We’ve taken our first steps into space. We’ve orbited our planet and walked on the Moon. We’ve sent robot explorers out into the void to study nearby worlds, and even to leave our solar system.

One of these robotic explorers, the Voyager 1 spacecraft, is currently the furthest human-made object from Earth. It is the greatest extension of humanity into the depths of space around us, into the cosmic void.

Back in 1990, when Voyager 1 was half of the distance away that it is now, it took its last photographs. Knowing that we wouldn’t be using the cameras again and wanting to save some power for the spacecraft, we took one last set of photos before turning off the cameras for good. One of these last photographs was a picture of our Earth. This picture is known as The Pale Blue Dot.

Pale Blue Dot

Reflecting on this “bigger picture” of our little world, the late astronomer Carl Sagan said that “our planet is a lonely speck in the great enveloping cosmic dark. In our obscurity – in all this vastness – there is no hint that help will come from elsewhere to save us from ourselves. It is up to us.”

It is up to us. 

Seeing the bigger picture of our world from space, from a distant vantage, reminds of us of how little we are, but also of how connected we are. It reminds us that it really is up to us to do better for ourselves and for our world.

Edgar Mitchell, an astronaut who walked on the Moon as part of the Apollo 14 mission, pointed out that seeing the Earth from space made him feel “an instant global consciousness, a people orientation, an intense dissatisfaction with the state of the world, and a compulsion to do something about it.”

When I see images of the Earth from space, it reminds me to be a little kinder, to think a little more about my impact on the environment, and to wonder what might happen for our species if more people shared in this cosmic overview. What if more people thought about this truly bigger picture and felt that compulsion to do something about the state of our world.

Certainly, we need action to be better stewards of our environment and to be better neighbors to each other. But we also need awareness. Awareness of the bigger picture. Awareness of how our actions today create our future.

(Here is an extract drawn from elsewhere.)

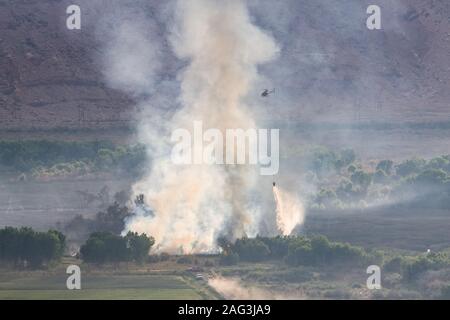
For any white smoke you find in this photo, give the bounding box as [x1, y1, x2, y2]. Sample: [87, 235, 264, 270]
[273, 186, 305, 236]
[102, 0, 300, 253]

The next time you feel caught up in the mundane, you feel overloaded with information, or maybe you’re bummed that the awesome meme you shared on Twitter only got one like, remember the big picture.

We share one tiny, fragile rock, floating in the vast emptiness of space.

All we have is each other, and together we can work through all of those little problems.

Earthrise. Taken on 24 December 1968, by the crew of Apollo 8.

Earthrise. Taken on 24 December 1968, by the crew of Apollo 8.